MANILA, Philippines—If you’re not paying for the project, don’t grab credit for it.
This, in essence, is the message Sen. Miriam Defensor-Santiago is trying to convey through Senate Bill No. 1967, which is now undergoing committee deliberations.
Santiago, now busy campaigning for a seat on the International Criminal Court, argued that public officials have no business claiming credit for projects funded by taxpayers’ money.
“It is a prevalent practice among public officers, whether elected or appointed, to append their names on public works projects which were either funded or facilitated through their office,” she said in the bill’s explanatory note. “This is unnecessary and highly unethical.”

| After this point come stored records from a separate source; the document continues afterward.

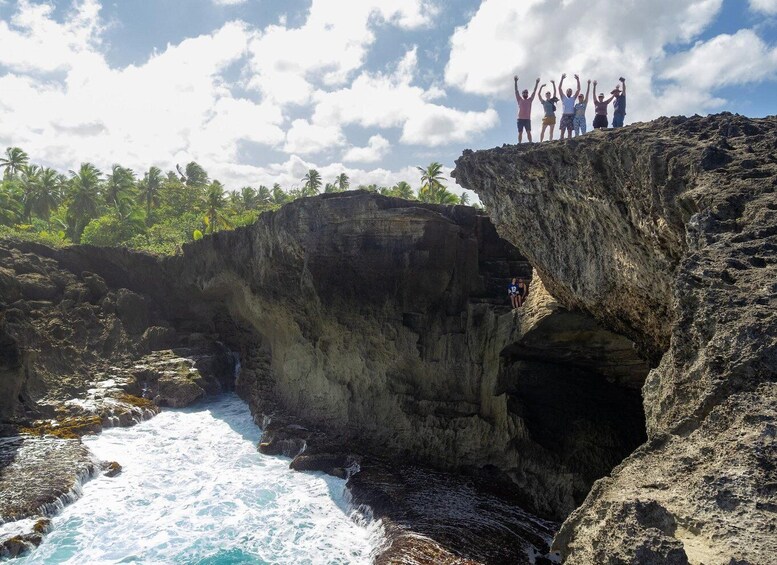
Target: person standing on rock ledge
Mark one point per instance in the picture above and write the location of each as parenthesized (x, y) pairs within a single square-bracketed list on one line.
[(619, 106), (512, 292), (524, 109), (600, 104), (568, 108), (580, 107), (549, 106)]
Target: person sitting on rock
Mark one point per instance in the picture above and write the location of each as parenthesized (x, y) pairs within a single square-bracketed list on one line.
[(568, 108), (524, 109), (619, 106), (549, 106), (512, 292), (600, 104), (580, 107)]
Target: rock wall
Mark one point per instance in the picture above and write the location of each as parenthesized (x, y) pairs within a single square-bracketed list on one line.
[(665, 232), (382, 323)]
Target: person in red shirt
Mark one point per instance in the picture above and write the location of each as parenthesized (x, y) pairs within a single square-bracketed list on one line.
[(524, 109)]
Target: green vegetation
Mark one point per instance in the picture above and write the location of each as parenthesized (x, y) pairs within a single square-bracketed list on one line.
[(155, 211)]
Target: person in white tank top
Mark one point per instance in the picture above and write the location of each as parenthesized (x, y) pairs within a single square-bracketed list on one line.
[(568, 106)]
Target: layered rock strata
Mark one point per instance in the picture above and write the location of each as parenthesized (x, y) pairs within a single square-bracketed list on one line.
[(665, 232), (376, 323)]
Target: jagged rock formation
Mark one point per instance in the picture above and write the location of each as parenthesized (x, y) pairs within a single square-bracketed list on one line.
[(377, 323), (665, 232)]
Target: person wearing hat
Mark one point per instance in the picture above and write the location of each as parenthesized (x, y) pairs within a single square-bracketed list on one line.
[(524, 110), (600, 106), (549, 107), (619, 106)]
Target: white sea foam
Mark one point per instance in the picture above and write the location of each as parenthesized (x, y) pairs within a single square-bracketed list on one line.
[(194, 490)]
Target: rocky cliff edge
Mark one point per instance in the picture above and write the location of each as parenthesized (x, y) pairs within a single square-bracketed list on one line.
[(665, 232)]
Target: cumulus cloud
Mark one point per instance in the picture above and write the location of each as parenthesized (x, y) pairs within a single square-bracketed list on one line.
[(392, 100), (768, 7), (604, 41), (306, 138), (331, 44), (376, 149)]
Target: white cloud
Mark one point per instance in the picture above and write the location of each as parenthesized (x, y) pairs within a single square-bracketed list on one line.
[(306, 138), (377, 147), (391, 100), (723, 60), (768, 7), (328, 48)]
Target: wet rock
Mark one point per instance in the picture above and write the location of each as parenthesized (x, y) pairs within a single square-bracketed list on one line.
[(674, 239), (96, 285), (35, 286), (335, 464), (39, 474), (112, 469), (132, 310)]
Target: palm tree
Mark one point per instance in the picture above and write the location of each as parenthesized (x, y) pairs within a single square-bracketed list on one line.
[(10, 203), (118, 185), (47, 194), (13, 161), (149, 190), (431, 182), (312, 183), (196, 175), (263, 196), (28, 182), (279, 196), (84, 198), (342, 181), (403, 190), (215, 201)]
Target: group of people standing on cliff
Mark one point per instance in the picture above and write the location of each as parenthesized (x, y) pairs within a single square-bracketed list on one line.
[(573, 106)]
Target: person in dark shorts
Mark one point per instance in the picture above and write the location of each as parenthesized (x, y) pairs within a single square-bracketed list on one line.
[(523, 292), (600, 104), (524, 109), (549, 108), (513, 293), (582, 104), (568, 107), (619, 105)]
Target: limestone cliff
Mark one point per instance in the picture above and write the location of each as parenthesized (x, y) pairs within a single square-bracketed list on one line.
[(380, 323), (665, 232)]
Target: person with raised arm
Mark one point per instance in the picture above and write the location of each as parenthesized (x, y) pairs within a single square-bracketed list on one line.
[(549, 107), (619, 106), (600, 120), (524, 109), (567, 108), (580, 107)]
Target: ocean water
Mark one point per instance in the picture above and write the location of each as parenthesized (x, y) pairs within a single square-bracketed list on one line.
[(194, 489)]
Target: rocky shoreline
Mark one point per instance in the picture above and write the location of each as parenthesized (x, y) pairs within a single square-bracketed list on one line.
[(632, 398)]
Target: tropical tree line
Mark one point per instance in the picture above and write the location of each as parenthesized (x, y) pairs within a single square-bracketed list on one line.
[(156, 210)]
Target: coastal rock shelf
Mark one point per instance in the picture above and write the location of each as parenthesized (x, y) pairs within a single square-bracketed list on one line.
[(664, 232), (373, 328)]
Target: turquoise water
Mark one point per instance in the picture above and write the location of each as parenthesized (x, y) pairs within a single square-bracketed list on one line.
[(193, 489)]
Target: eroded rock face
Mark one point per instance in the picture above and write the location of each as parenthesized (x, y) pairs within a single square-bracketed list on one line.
[(665, 232)]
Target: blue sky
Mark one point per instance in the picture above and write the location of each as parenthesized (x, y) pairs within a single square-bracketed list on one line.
[(260, 90)]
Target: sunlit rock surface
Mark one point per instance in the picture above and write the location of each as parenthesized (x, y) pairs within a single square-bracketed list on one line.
[(665, 232)]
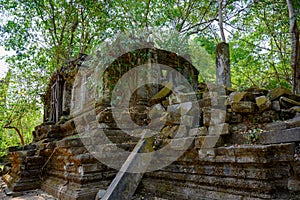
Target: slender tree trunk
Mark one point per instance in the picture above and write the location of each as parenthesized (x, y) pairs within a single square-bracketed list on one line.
[(295, 48), (220, 2), (222, 54)]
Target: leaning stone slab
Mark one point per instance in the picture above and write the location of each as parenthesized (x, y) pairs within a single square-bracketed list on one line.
[(277, 125), (243, 107), (209, 141), (263, 103), (280, 136), (201, 131), (219, 129), (278, 92), (213, 116)]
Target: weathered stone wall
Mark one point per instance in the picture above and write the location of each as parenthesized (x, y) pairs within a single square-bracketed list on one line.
[(245, 146)]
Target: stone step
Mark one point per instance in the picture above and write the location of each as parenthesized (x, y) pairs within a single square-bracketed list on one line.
[(125, 183)]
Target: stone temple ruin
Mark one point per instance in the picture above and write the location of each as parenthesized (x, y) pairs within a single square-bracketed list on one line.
[(250, 152)]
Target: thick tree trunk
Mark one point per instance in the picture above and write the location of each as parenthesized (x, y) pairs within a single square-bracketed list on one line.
[(223, 64), (295, 48)]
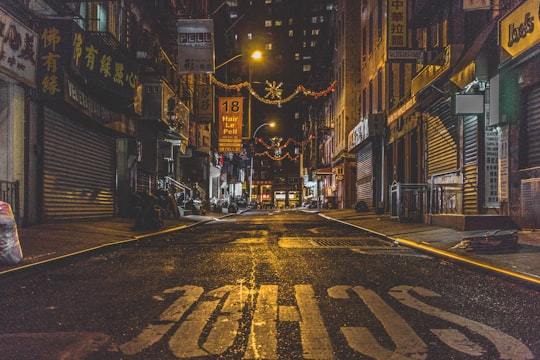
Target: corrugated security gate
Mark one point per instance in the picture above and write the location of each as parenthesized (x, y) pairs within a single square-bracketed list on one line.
[(530, 188), (443, 139), (533, 127), (470, 164), (364, 175), (78, 171)]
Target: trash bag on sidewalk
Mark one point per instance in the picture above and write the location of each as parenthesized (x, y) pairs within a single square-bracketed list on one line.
[(148, 212), (493, 241), (10, 247)]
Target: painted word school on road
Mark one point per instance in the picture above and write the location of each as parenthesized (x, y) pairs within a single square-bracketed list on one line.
[(193, 311)]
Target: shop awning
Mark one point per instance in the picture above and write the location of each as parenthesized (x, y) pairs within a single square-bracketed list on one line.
[(465, 70), (324, 171)]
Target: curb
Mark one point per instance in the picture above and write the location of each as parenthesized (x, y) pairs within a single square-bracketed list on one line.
[(96, 249), (513, 275)]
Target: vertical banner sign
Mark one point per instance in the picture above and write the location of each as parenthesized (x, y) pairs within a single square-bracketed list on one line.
[(397, 23), (19, 45), (230, 124), (195, 46), (205, 105)]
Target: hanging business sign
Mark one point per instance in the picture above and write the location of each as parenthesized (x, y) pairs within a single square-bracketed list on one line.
[(19, 49), (397, 24), (230, 124), (520, 30), (195, 46), (469, 5)]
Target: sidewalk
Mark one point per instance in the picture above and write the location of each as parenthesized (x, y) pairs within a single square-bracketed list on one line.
[(42, 244), (521, 264)]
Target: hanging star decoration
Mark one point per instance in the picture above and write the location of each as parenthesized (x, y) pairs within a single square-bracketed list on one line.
[(274, 90), (277, 149)]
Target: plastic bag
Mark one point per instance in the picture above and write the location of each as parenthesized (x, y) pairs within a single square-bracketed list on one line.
[(10, 247)]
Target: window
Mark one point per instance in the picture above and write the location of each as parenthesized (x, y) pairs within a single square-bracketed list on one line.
[(370, 36), (379, 90), (364, 102), (364, 44), (379, 20), (370, 104)]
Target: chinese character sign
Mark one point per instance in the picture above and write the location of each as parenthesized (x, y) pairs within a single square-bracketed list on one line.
[(230, 124), (205, 105), (18, 50), (102, 66), (195, 46), (54, 40), (397, 23)]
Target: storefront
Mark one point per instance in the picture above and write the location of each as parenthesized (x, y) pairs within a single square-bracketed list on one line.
[(365, 141), (84, 130), (17, 78), (519, 121)]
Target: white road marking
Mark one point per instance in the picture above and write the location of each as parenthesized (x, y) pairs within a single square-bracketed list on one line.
[(408, 344), (315, 340), (154, 332), (262, 342), (224, 308), (508, 346), (457, 340), (185, 341), (225, 329)]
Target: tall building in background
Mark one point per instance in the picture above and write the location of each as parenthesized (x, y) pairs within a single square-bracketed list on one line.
[(293, 37)]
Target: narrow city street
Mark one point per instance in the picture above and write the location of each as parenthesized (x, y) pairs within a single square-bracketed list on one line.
[(265, 285)]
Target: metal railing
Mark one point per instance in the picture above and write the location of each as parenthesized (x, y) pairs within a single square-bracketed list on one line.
[(9, 192)]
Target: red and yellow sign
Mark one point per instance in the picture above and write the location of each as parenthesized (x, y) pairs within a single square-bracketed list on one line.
[(520, 30), (230, 124), (397, 23)]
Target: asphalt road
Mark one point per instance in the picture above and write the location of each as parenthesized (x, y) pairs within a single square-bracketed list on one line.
[(265, 285)]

Santiago’s bill slaps a jail term of between six months and one year on any public official who would put or have his name or image affixed on a “signage announcing a proposed or ongoing public works project.”
The prohibition would also cover “maintenance, rehabilitation, and construction” projects with sign boards crediting a particular public official for them.
The bill allows only the name, image or logo of an agency, department or local government handling or implementing a particular project.
Santiago argued that the practice of public officials claiming credit for a project “promotes a culture of political patronage and corruption.”
She said such a system also “diminishes the importance that the public needs to place on supporting government officials, not because of their popularity, but because of their essential role in policy determination, whether on the local or national level.”
“Secondly, it diminishes the concept of continuity in good governance in the mind of the public,” she said.
If the bill eventually becomes a law, the Department of Public Works and Highways, in coordination with the Department of Interior and Local Government and the Metropolitan Manila Development Authority, would have three months from the effectivity of the measure to remove “all existing signage” violating its provisions.